The president of last year’s climate talks chided top leadership for countering his efforts to do more to reduce emissions with a powerful list of what hadn’t been done.

“We have worked with many parties to propose a number of measures that would have contributed to this emissions peak before 2025 as science tells us is necessary. Not in this text,” said Alok Sharma from the UK, highlighting the last part.

“Clear follow-up of the phase-out of coal. Not in this text. A clear commitment to phase out all fossil fuels. Not in this text. And the energy text weakened in the last minutes.

And in his remarks to the negotiators, UN climate chief Simon Stiell, who is from Grenada, called on the world to “move away from fossil fuels, including coal, oil and gas”.

‘This is huge’

However, that struggle was overshadowed by the historic compensation fund.

“Quite a lot of positives to celebrate between gloom and doom” of not reducing emissions fast enough, says climate scientist Maarten van Aalst of the Red Cross Red Crescent Climate Center, which responds to climate disasters.

It’s a reflection of what can be done if the poorest nations stay united, said Alex Scott, a climate diplomacy expert at the E3G think tank.

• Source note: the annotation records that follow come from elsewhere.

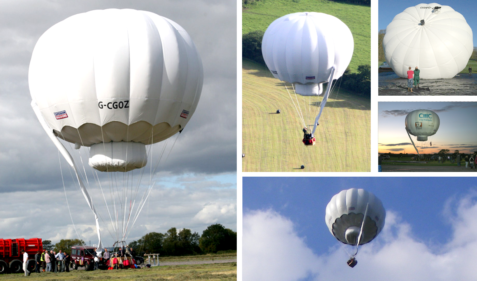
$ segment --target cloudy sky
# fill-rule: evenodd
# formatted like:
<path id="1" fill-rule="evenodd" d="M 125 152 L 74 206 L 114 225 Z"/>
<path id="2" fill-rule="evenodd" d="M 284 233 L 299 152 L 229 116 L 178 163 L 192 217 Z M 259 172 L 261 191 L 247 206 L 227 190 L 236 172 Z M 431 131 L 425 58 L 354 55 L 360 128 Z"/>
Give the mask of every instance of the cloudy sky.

“I think this is huge that governments are coming together to work out at least the first step of … how to deal with the problem of loss and damage,” Scott said.

But as with all climate finance, it’s one thing to create a fund, it’s another to keep money flowing in and out, she said. The developed world has still not lived up to its 2009 pledge to spend $100 billion a year on other climate aid – designed to help poor countries develop green energy and adapt to future warming.

Next year’s talks will also see further negotiations to work out the details of the new loss and damage fund, as well as the world’s efforts to meet the goals of the Paris agreement, which scientists say will slip out of reach.

Under the agreement, the fund would initially draw on contributions from developed countries and other private and public sources such as international financial institutions.

While major emerging economies like China should not automatically contribute, that option remains on the table. This is a key demand from the EU and the United States, which claim that China and other major polluters currently classified as developing countries have the financial clout and responsibility to pay their way.

The fund would largely target the most vulnerable countries, although there would be room for middle-income countries hard hit by climate disasters to receive relief.

Martin Kaiser, the head of Greenpeace Germany, described the loss-and-damage agreement as a “little Band-Aid on a huge, gaping wound”.